Für die kommunale Demokratie, die Wähler_innen und Bürger_innen ist das Schwächeln der Großen tragisch, denn dieses Schwächeln wird durch die vermehrte Zahl der meist inkompetenten und erfahrungsfreien „Kleinen“ nicht wett gemacht. Die Folge ist die zunehmende Dominanz einer (in Witten leider eher schlechten, teuren, ideenarmen und durch den Rat weitgehend unkontrolliert arbeitenden) Verwaltung.

*Wahlergebnisse der „großen“ Parteien 1994 – 2014:

1994 1999 2004 2009 2014
Wahlber. 80527 82155 81646 81098 80235
Wähler. 66256 40609 42919 41783 37880
Wahlbet. 82,28% (gleichzeitige Bundestagswahl!) 49,43% 52,52% 51,52% 47,20%

SPD:

Wahljahr 1994 1999 2004 2009 2014
Prozente 51,90% 40,87% 38,01% 33,20% 35,20%
Stimmen 33888 16230 16005 13609 13179

CDU:

Wahljahr 1994 1999 2004 2009 2014
Prozente 29,59% 35,39% 31,56% 27.54% 23,50%
Stimmen 19323 14053 13317 13317 8803

*Quelle: Aus Wahlberichterstattung der Stadt

Stimmen Porozente Sitze
SPD 9.052 25.16 % 16
CDU 8.349 23.21 % 15
GRÜNE 7.404 20.58 % 13
bürgerforum 2.182 6.07 % 4
DIE LINKE 1.441 4.01 % 3
WBG-FW 1.120 3.11 % 2
FDP 838 2.33 % 2
PIRATEN 1.536 4.27 % 3
AUF Witten 227 0.63 % 0
Witten.Direkt 535 1.49 % 1
AfD 1.681 4.67 % 3
BLW 87 0.24 % 0
Die PARTEI 739 2.05 % 1
ÖDP 139 0.39 % 0
StadtKlima Witten 631 1.75 % 1
Norman Kerner 13 0.0 0

**Das heißt, dass 53,24% der Wittener Bürger_innen nicht gewählt haben, also der Stadtrat nur noch eine Mindeheit der Bürger_innen repräsentiert. Nur zum Vergleich: Die Wahlbeteiligung lag 1994 noch bei 82,28% (allerdings bei gleichzeitiger Bundetagswahl) und lag noch 2004 und 2009 über 50%.

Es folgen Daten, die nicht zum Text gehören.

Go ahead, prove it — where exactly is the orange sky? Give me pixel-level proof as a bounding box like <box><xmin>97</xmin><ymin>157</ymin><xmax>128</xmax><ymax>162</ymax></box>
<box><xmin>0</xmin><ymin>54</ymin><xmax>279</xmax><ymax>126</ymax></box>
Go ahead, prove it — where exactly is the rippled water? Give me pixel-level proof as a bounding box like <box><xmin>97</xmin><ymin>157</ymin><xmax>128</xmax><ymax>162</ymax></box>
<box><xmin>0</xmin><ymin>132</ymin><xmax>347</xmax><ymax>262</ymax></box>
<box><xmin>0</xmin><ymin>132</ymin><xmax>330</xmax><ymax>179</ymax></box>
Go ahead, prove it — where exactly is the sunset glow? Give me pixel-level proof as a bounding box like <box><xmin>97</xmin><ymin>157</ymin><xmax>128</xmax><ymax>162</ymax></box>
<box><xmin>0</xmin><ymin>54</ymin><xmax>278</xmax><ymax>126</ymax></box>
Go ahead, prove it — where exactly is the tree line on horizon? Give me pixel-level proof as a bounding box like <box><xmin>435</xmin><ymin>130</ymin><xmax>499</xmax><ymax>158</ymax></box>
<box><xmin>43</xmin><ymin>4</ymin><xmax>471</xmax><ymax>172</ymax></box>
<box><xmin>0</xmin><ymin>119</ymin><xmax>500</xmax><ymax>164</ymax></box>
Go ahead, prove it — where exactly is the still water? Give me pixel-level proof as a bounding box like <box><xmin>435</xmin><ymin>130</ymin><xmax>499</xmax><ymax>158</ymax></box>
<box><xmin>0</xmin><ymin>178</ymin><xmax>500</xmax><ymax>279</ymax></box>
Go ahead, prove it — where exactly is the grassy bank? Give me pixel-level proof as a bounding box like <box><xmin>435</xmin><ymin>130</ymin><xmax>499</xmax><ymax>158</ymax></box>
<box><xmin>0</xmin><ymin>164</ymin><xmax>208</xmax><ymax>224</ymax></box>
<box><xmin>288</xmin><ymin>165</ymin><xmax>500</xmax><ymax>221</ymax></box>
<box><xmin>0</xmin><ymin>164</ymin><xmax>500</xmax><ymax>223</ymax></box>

***Allerdings haben die Wittener Grünen immer noch nicht wieder ihr absolut bestes Stimmenergebnis von 1994 (8341 Stimmen) erreicht (siehe dazu mein Beitrag „Nichts ohn‘ Ursach – wie die Wittener seit 1994 ihre Selbstverwaltung gewählt haben„/14.4.13).